You could maybe try Passing Fancy Dazzleglass creme OR Smile Dazzleglass (both MAC). HTH




mturner0516 said:


> Anyone have any recs for an orange gloss?


----------



## MissTiffany2U (Mar 21, 2011)

I saw a look the other day that paired Vegas Volt with Lychee Luxe l/g... beautiful. I will be picking those two up this weekend.


----------



## EekaBoo (Mar 22, 2011)

MissTiffany2U said:


> I saw a look the other day that paired Vegas Volt with Lychee Luxe l/g... beautiful. I will be picking those two up this weekend.


 






 That sounds soo pretty. I gotta try that out as well.


----------



## iheartmakeup83 (Mar 22, 2011)

*I can't wait to rock my bright orange, pink, and purple lip colors. I have vegas volt, but I can never get it to work for me *


----------



## EngineerBarbie (Mar 23, 2011)

I'm really into coral and bright pink lips for spring.  Been using a lot of MAC Virgin Isle on my lips paired with Steppin' Out Dazzleglass.


----------



## preci0us2him (Mar 23, 2011)

So ready for orange, coral, and peach lips.


----------



## MAChostage (Mar 24, 2011)

Wear those lips, ladies!  It's not too early, it's now spring!  (I realize that some folks got snow again, though, yuck!)


----------



## DILLIGAF (Mar 24, 2011)

MAChostage said:


> Wear those lips, ladies!  It's not too early, it's now spring!  (I realize that some folks got snow again, though, yuck!)

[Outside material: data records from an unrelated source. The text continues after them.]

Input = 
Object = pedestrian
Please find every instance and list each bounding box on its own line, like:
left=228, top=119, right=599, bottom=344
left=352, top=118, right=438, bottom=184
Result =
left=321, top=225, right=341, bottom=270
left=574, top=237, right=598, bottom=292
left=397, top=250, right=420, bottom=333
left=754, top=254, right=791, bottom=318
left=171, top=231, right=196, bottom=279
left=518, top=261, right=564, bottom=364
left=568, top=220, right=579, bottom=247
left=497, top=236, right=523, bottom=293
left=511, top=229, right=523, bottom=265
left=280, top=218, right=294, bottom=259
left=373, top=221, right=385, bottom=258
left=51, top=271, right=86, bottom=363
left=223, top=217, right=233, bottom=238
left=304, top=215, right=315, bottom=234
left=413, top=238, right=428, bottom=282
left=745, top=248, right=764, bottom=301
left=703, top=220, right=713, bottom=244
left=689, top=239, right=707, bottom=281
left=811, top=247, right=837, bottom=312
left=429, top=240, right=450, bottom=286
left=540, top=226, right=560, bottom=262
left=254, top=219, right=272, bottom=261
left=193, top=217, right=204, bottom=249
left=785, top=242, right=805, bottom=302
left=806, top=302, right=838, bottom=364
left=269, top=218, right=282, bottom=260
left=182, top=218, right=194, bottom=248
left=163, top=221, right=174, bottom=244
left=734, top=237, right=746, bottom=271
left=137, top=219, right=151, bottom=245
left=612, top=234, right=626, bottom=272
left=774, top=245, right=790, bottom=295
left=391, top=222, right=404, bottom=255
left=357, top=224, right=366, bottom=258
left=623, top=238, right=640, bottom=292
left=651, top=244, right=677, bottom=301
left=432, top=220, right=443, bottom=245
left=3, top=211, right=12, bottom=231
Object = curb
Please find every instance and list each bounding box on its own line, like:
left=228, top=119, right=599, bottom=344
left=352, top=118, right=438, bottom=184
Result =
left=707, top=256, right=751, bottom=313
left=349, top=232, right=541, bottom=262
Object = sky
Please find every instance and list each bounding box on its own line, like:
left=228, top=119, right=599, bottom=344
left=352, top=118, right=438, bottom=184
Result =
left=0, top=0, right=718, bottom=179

 	I'm on the way to the mall soon... rocking my Electro lips


----------



## antigone21 (Mar 25, 2011)

Does anyone have MAC So Chaud? I'm looking at it online and considering buying it. I would love if a WoC could post a picture of herself wearing it!


----------



## lexielex (Mar 26, 2011)

I'm pulling out the Vegas Volt this spring!


----------



## nonchalantbeaut (Mar 28, 2011)

Thanks to this thread, I went out and bought Vegas Volt lipstick to wear with Lychee Luxe lip glass, which I alread had. I love it!!!!! It's what I wanted Made to Order from last years coral collection to be. I also paired Show Orchid lipstick with Electric Fushia lip glass and it was so hot!!!!! I love bold, bright lips!!!


----------



## MissTiffany2U (Apr 2, 2011)

Finally got my Vegas Volt and Lychee Luxe... I LOVE it!! I'll be picking up Show Orchid next...


----------